Right now I am in the middle of what feels like a divorce, or as close to divorce as you can get as a legally single, asexual, non-monogamous person. And I wish that society had better words for all of the varieties of intimacy in the human condition, so that we could better support each other in painful transitions and grief. That is what gay marriage said it was doing, but it still leaves out the rest of us who don’t end up getting married. And the lack of societal recognition doesn’t change the depth of feeling it is possible to have for someone, or the pain of pulling apart a partnership. What do you do when a chunk of your chosen family unchooses you?

I find myself, once again, feeling unmoored. Unsure of which direction to go next. I wasn’t prepared for the part of becoming a therapist where you lose a lot of people. I’m not sure what is tying me to this place anymore. But I also don’t have any strong ideas about where I might head instead.

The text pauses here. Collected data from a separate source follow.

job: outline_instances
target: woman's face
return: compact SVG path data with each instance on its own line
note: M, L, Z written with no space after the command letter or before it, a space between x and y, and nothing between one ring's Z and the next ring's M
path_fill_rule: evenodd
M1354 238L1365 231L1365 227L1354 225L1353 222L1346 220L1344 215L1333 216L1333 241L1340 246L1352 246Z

I’m starting 2019 feeling sad, and uncertain. Knowing that there is a lot more that I don’t know than what I do know. I’m trying to take things one day at a time. I feel so many layers of grief – in the present, for my childhood, for the country, and from the people who I advocate for. There can be a kind of beauty in the dark night of the soul. Everything gets closer to the surface somehow. And you have a choice of whether to numb it, or sit beside it. I’m getting better at holding space for others, and for myself.

Right now the new year doesn’t feel happy. But there’s also not despair. Just trying to answer the question of how to make all of this sustainable. It feels like I am a tree in winter – shedding old leaves and biding my time until spring, when there will be enough energy for new ones to come again.